Past promises of FSD don’t offer them the flexibility to limit the feature to just the highways unfortunately, at least for customers who bought pre-2019.

View attachment 441947

Really, Tesla is stuck with the name "FSD" no matter what. They picked a name that implies full autonomy. They can't get around that. Any change in name now would be terrible PR. I think Tesla's best move would be to stick with the name "FSD" for all future hardware and software until they get to full autonomy whenever that is.
 
I do like your idea for a "robotaxi" option. But I imagine when Tesla does get to robotaxis, they may just sell special Model 3's with no steering wheel rather than sell a "robotaxi" software package. Although I guess they could do both.
If they get to a robotaxi stage, they won't be selling anything. They will put all the cars they can build on their network to make money.

Ofcourse all current Teslas will get the full FSD software, so that they can be put on the network too. Tesla can get a good cut of the money made on the network.

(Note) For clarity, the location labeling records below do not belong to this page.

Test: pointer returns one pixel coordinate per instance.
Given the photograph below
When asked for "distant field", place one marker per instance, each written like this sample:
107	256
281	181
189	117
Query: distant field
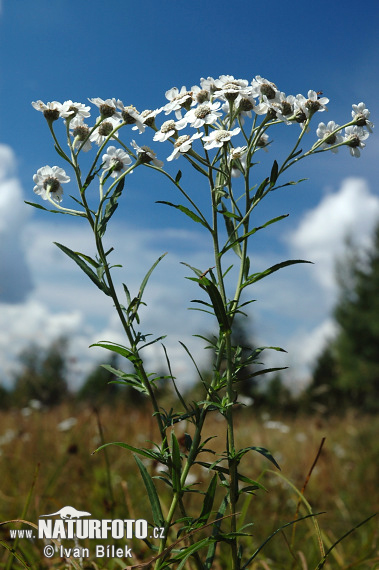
344	482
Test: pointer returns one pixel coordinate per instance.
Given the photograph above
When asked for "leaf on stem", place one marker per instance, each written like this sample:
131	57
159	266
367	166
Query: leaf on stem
119	349
274	173
250	233
152	494
111	207
70	212
258	276
176	463
77	257
217	303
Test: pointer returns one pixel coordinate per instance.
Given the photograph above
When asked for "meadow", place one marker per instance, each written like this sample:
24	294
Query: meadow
47	462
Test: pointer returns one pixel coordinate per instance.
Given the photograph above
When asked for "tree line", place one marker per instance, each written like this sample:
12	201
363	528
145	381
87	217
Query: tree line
345	374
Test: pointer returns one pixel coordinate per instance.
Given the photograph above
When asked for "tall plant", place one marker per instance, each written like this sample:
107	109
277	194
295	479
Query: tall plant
208	121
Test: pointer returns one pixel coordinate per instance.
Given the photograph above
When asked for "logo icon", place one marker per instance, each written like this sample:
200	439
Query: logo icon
69	513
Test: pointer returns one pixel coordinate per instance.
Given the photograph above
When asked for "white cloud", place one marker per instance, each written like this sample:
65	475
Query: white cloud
309	292
15	281
321	234
292	309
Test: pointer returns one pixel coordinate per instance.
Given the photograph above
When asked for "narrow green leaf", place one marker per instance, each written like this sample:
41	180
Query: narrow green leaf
258	276
118	348
247	564
261	189
152	494
176	463
274	173
147	276
252	232
111	206
76	256
187	212
208	501
70	213
217	303
230	229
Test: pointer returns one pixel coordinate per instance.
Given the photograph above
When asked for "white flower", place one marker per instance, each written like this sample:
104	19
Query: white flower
66	425
354	136
75	110
218	137
183	144
360	114
325	133
51	111
169	129
146	155
311	105
204	114
48	182
99	135
285	108
178	100
262	87
262	142
107	107
147	117
116	158
229	88
130	116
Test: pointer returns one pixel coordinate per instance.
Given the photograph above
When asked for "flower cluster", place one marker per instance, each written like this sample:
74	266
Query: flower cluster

So, no - there won't be anything "after" FSD. If new computer is needed for robotaxi, they will upgrade HW3 too for free. They can make up that cost in less than a month.
 
That opens Tesla up to incredible liability not just restricted to the price of FSD, but for the price of the car (“I wouldn’t have bought the car but for FSD”).

Past promises of FSD don’t offer them the flexibility to limit the feature to just the highways unfortunately, at least for customers who bought pre-2019.

View attachment 441947

I love this, but the issue is none of this is in the purchase agreement, and they have all sorts of legal lingo / loopholes saying basically, we don't have to do this. FSD (Lvl 5 ) as we know it is a myth folks, at least with the current hardware.
 
FSD (Lvl 5 ) as we know it is a myth folks, at least with the current hardware.

I know that is a common assumption on this forum but I am not sure that it is proven definitely yet. Tesla has not shown us what FSD really looks like yet on the current hardware. Until, we see what Tesla's FSD looks like, we can't compare it to L5 to see if the hardware is good enough. Now, if Tesla changes the hardware drastically on us by adding different camera set up or adding a lot more radar or even, (gasp) adding LIDAR when Elon swore up and down he wouldn't, then yes, we could conclude that the current hardware can't do L5. But that has not happened yet. I think it is still too early to definitely conclude one way or the other about Tesla's FSD chances.